Michel Eltchaninoff publié le 04 avril 2023 4 min

Michel Eltchaninoff déjeunait dimanche avec des amis. Il y avait parmi eux un jeune homme, tout juste débarqué en France. Il était vif et disert. Seulement, il parlait extrêmement fort…

 

« Alors qu’il était allé fumer une cigarette sur le balcon, nous nous sommes interrogés sur sa voix de stentor. Chacun avançait son hypothèse. Mais c’est mon ami Nicolas qui a touché juste en disant : “C’est normal, c’est un acteur de théâtre.” Il s’agissait donc d’une déformation professionnelle.

Le concept de déformation professionnelle me fascine. On le néglige trop souvent. Parce qu’on n’aime pas y penser, ou qu’on ne sait pas la détecter. Je connais, dans le même ordre d’idées que le comédien, un conférencier qui vous parle, dans une conversation privée, comme s’il s’adressait à 300 personnes. Mais la gamme des exportations du monde professionnel vers la sphère privée est infinie.

Vous avez peut-être déjà rencontré, au cours d’un repas, un psy qui vous écoute raconter vos petits soucis du jour en marmonnant “Je vois” à intervalles réguliers ; une barista du TGV qui parle en annonces (“Je vous attends en voiture 4, pardon, au séjour, pour déguster un assortiment de cookies, viennoiseries, café, thé ou chocolat”) ; un agent immobilier qui évalue votre bien en un coup d’œil ; un infirmier plein de sollicitude (“Maintenant, on va finir sa soupe et prendre son dessert”) ; un policier qui vous demande, avec un air un peu suspicieux, ce que vous avez fait hier soir, tout en observant un bleu sur votre main ; un dentiste qui a l’œil fixé sur votre bouche ; une pianiste qui tapote sur la table pendant tout le dîner ; une libraire qui inspecte votre bibliothèque en désordre ; un brocanteur qui donne un prix de revente à tous les meubles ; une météorologue qui ne supporte pas vos approximations sur la pluie et le beau temps ; un orthopédiste qui vous donne des complexes tant il se tient droit ; une chanteuse dont la voix s’envole lorsqu’elle évoque un sujet qu’elle aime…

Le déceler chez les autres est amusant. Chez soi, moins. L’autre soir, j’ai encore dû gaffer en demandant à une dame que je ne connaissais pas si elle était fille de diplomates ou diplomate elle-même, tant elle évoquait avec aisance tous les pays du monde sans vraiment se prononcer sur chacun d’eux. Elle a fait une drôle de tête, comme si elle se sentait démasquée. J’en ai aussi fait l’amère expérience, lors d’une discussion animée, au cours de laquelle mon interlocuteur, désireux sans doute de clore le débat à son avantage, m’a fait remarquer que je parlais comme un prof. Je lui en veux encore…

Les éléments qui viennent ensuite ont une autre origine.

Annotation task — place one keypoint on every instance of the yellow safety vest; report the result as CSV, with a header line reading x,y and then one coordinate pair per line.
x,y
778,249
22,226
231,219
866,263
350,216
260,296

Les déformations professionnelles conjuguent deux concepts importants de Bergson : l’habitude, et ce qu’il appelle – pour parler du rire – du “mécanique plaqué sur du vivant”. Ce qui est fascinant, quand notre métier déteint sur notre vie privée, c’est qu’il s’incruste en nous sans qu’on ne puisse y faire quoi que ce soit. Comme l’écrit Bergson, l’habitude est le “résidu fossilisé d’une activité spirituelle”. Une fois acquise durant nos longues périodes de travail, elle devient un “mécanisme, une série de mouvements qui se déterminent les uns les autres” (La Pensée et le Mouvant, 1934). Elle touche le corps, bien sûr, mais également notre manière de parler, et même de penser. Pire, nos déformations professionnelles nous rendent risibles, par la “raideur de mécanique là où l’on voudrait trouver la souplesse attentive et la vivante flexibilité d’une personne”, écrit-il dans Le Rire (1900). Alors, “le corps prend le pas sur l’âme”, et nous assistons à “la transfiguration momentanée d’une personne en chose”. On n’est plus ce sujet libre qui exprime ce qu’il pense au fond de lui, mais (exemple maudit) un prof qui fait cours.

Cette transformation de soi en caricature, en catégorie sociologique fixe, m’effraie, je vous l’avoue. Je sais pourtant qu’on ne peut y échapper complètement – à moins de changer de milieu, de profession, plusieurs fois en une seule vie. Mais on attrape vite les tics du métier suivant. La seule chose qui me réconforte est cette maxime attribuée à Talleyrand : “Quand je m’examine, je m’inquiète. Quand je me compare, je me rassure.” Piètre consolation, toutefois : ne vaut-il mieux pas se rendre conscient de ce qui nous détermine, pour s’en accommoder ou, patiemment, tenter de le faire évoluer ?

Mais au fait, quelle est votre déformation professionnelle à vous ?

➤ Décrivez-moi la vôtre.
Au moins pour me dire que je ne suis pas tout seul à ne pas savoir comment m’en dépêtrer. »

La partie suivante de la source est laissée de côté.